Platforms like X, Instagram, Facebook, Reddit, Telegram and 4Chan (where the Swift content is believed to have originated from) must also join the fight and invest more into moderating content – and deftly removing it if needs be. If we have the technology to superimpose women into sexual scenarios without their consent, to put man on the moon and have the likes of ChatGPT write entire scripts, how can we not also have the smarts to put barriers in place to protect people?

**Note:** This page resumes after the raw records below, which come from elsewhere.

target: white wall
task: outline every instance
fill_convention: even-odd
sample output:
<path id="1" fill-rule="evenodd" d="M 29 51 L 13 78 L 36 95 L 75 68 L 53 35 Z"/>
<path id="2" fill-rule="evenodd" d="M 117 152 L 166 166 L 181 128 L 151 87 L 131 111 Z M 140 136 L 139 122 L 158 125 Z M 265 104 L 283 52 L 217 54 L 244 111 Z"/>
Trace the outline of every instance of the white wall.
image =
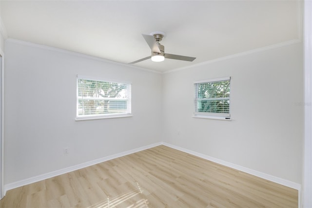
<path id="1" fill-rule="evenodd" d="M 5 42 L 5 184 L 160 141 L 161 74 L 41 48 Z M 133 117 L 75 121 L 77 74 L 131 82 Z"/>
<path id="2" fill-rule="evenodd" d="M 226 76 L 233 121 L 192 118 L 193 82 Z M 164 141 L 301 184 L 301 43 L 165 74 L 163 93 Z"/>

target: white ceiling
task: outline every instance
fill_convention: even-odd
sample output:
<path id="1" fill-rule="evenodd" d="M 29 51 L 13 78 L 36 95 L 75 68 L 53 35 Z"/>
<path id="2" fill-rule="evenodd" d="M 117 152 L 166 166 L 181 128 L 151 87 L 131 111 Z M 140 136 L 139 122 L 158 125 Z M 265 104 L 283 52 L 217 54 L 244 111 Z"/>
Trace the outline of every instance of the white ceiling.
<path id="1" fill-rule="evenodd" d="M 121 63 L 150 56 L 141 36 L 162 31 L 165 52 L 193 62 L 146 60 L 160 72 L 301 39 L 295 0 L 3 0 L 9 38 Z"/>

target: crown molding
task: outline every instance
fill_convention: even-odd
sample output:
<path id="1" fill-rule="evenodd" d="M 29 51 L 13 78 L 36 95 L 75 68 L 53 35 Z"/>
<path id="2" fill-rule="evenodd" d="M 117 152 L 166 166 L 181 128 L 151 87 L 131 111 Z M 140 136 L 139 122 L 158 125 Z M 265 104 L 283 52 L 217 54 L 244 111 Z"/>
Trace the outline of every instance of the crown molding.
<path id="1" fill-rule="evenodd" d="M 298 43 L 302 42 L 302 41 L 301 39 L 292 40 L 287 41 L 286 42 L 281 42 L 280 43 L 274 44 L 273 45 L 271 45 L 268 46 L 265 46 L 261 48 L 258 48 L 255 49 L 245 51 L 243 52 L 235 54 L 233 54 L 233 55 L 230 55 L 229 56 L 224 56 L 223 57 L 213 59 L 212 60 L 208 61 L 207 62 L 202 62 L 201 63 L 198 63 L 197 64 L 192 65 L 190 66 L 183 67 L 181 68 L 178 68 L 175 69 L 166 71 L 162 72 L 162 74 L 167 74 L 167 73 L 175 72 L 181 71 L 185 69 L 193 68 L 194 67 L 202 66 L 203 65 L 206 65 L 209 63 L 220 62 L 224 60 L 227 60 L 228 59 L 231 59 L 234 58 L 244 56 L 246 56 L 249 54 L 253 54 L 257 53 L 259 53 L 262 51 L 268 51 L 268 50 L 285 46 L 287 45 L 290 45 L 293 44 Z"/>
<path id="2" fill-rule="evenodd" d="M 40 44 L 34 43 L 33 42 L 27 42 L 24 41 L 20 41 L 19 40 L 14 39 L 11 38 L 7 39 L 5 40 L 7 42 L 12 42 L 20 45 L 25 45 L 30 47 L 33 47 L 37 48 L 39 48 L 43 50 L 49 50 L 51 51 L 54 51 L 58 53 L 61 53 L 66 54 L 72 55 L 76 56 L 78 56 L 80 58 L 87 59 L 92 60 L 98 61 L 99 62 L 104 62 L 107 63 L 114 64 L 118 65 L 119 66 L 122 66 L 128 68 L 132 68 L 136 69 L 139 69 L 143 71 L 146 71 L 150 72 L 153 72 L 156 74 L 161 74 L 161 72 L 155 71 L 152 69 L 148 69 L 145 68 L 140 67 L 139 66 L 134 66 L 133 65 L 128 64 L 127 63 L 120 63 L 119 62 L 114 62 L 113 61 L 109 60 L 108 59 L 103 59 L 100 57 L 97 57 L 95 56 L 84 54 L 78 52 L 74 51 L 68 51 L 64 49 L 61 49 L 60 48 L 55 48 L 51 46 L 47 46 L 46 45 L 41 45 Z"/>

It begs the question that perhaps it’s a lack of desire that’s the problem for Big Tech, rather than a lack of resource or ability. Explicit photos of Swift gained hundreds of thousands of likes and shares before X stepped in and suspended the accounts behind them and placed a temporary block on users searching ‘Taylor Swift’. The incident saw activity on X increase, and that’s surely something those in charge of the platform aren’t going to want to lose out on. When contacted by Cosmopolitan UK for comment, X’s press line responded with “Busy now, please check back later” (which I suppose is an upgrade on the poo emoji that it used to auto-reply with).
What we need alongside law changes and better reaction times from platforms is also a shift in our culture: is it really any wonder that digital sexual assaults on women are on the up during an era where the manosphere is thriving, women and girls are reporting rapes at an alarming rate and our trust in the authorities is at an all-time low? Deepfakes are the tip of a very shitty iceberg; let’s not let this conversation melt, but instead keep pushing it forward until the real change is delivered.